Edit: The prior information I have is : Time-domain signal is
positive-valued. Time domain signal is zero for in some points, i.e.
signal has a support P⊂{0,1,2,⋯,N−1}
All your signal being positive valued is irrelevant to the phase information of the entire DFT spectrum. To see this, consider this following:
Note that having an all positive signal $x[n]$ means you are guaranteed to have a DC bias. This means that the first bin in the absolute magnitude of you DFT corresponding to $|X(0)|$ will be strictly positive. Let us split the input signal into its zero-mean partition, ($z[n]$) plus the mean value, $m$. Then:
$$x[n] = z[n] + m$$
The DFT of the result is, (exploiting the linearity property of the DFT):
$$
X[k] = \sum_{n=0}^{N-1} x[n] \ e^{-j \frac{ \Large 2 \pi n k }{N}} = \sum_{n=0}^{N-1} \Big[z[n] + m \Big] \ e^{-j \frac{ \Large 2 \pi n k }{N}} = \sum_{n=0}^{N-1} z[n] \ e^{-j \frac{ \Large 2 \pi n k }{N}} + \sum_{n=0}^{N-1} m \ e^{-j \frac{ \Large 2 \pi n k }{N}}
$$
Recall that the DFT is nothing but a projection of your signal $x[n]$ onto an orthogonal basis set composed of complex exponentials. Save for the DC component at $k=0$, all the complex sinusoids have mean $0$. Thus the second term $\sum_{n=0}^{N-1} m \ e^{-j \frac{ \Large 2 \pi n k }{N}}$ completely vanishes for all $k \ne 0$. Hence, we can now write the DFT of $x[n]$ as being:
$$
X[k] = \left\{
\begin{array}{l l}
\sum_{n=0}^{N-1} z[n] \ e^{-j \frac{ \Large 2 \pi n k }{N}} + mN = mN & ,k = 0\\
\sum_{n=0}^{N-1} z[n] \ e^{-j \frac{ \Large 2 \pi n k }{N}} & , k \ne 0
\end{array} \right.
$$
This then shows that your signal always being positive is completely irrelevant to the phase signal spectrum.
Hence, this prior information ($x[n] \ge 0, n \in 0, 1, ... N-1$) is irrelevant, and no recovery is possible given $|X[k]|$, with only this constraint.
You are right in that these types of problems have some solutions to them, but it is also important for you to also remember that you have to define your constraints before you can solve for your unknown entities. That is, you have to give prior information that you can utilize.
As a simple example, given the absolute magnitude vector $|X(f)|$, there is an infinite number of possible solutions to what values $\angle X(f)$ can take on.
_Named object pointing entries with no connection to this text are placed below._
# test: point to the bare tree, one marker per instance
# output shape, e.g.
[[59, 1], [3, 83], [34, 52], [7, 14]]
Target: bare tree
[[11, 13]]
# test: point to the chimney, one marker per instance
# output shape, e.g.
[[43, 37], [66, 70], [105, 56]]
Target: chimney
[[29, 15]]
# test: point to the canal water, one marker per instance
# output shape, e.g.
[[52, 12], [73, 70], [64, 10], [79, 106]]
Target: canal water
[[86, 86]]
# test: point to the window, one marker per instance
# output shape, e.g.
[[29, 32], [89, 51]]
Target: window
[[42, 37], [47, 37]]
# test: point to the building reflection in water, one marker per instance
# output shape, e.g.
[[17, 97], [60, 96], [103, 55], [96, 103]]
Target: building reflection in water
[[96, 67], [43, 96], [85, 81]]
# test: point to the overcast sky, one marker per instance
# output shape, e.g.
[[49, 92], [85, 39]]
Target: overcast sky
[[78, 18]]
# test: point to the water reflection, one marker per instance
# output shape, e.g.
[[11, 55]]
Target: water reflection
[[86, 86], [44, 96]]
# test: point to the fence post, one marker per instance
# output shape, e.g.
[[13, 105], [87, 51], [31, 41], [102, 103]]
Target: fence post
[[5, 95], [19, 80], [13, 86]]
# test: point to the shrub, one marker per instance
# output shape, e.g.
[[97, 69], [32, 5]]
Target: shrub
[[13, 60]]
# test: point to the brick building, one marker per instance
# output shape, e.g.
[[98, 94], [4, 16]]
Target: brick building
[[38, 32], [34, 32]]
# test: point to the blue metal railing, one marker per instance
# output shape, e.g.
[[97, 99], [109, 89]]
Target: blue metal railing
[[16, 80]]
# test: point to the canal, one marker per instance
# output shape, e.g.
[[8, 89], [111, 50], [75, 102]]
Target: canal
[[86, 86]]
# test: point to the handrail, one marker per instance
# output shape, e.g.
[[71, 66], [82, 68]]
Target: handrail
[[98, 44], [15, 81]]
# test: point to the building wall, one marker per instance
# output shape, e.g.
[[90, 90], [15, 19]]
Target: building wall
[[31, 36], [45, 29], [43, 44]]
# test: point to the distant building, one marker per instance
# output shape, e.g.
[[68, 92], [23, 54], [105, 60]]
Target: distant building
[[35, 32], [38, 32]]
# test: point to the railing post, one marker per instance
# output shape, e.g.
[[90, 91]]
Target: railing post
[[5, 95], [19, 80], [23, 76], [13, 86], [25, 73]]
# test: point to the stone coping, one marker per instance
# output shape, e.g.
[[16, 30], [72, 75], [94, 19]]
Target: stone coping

However, if you "know" before hand that, say, all the imaginary co-efficients of $X(f) \in \mathfrak{C} $ are zero, then we can easily recover what the real co-efficients are up to a sign ambiguity.
The take home message however, is what prior information do you have, and how is it related to the DFT. Hope this helped.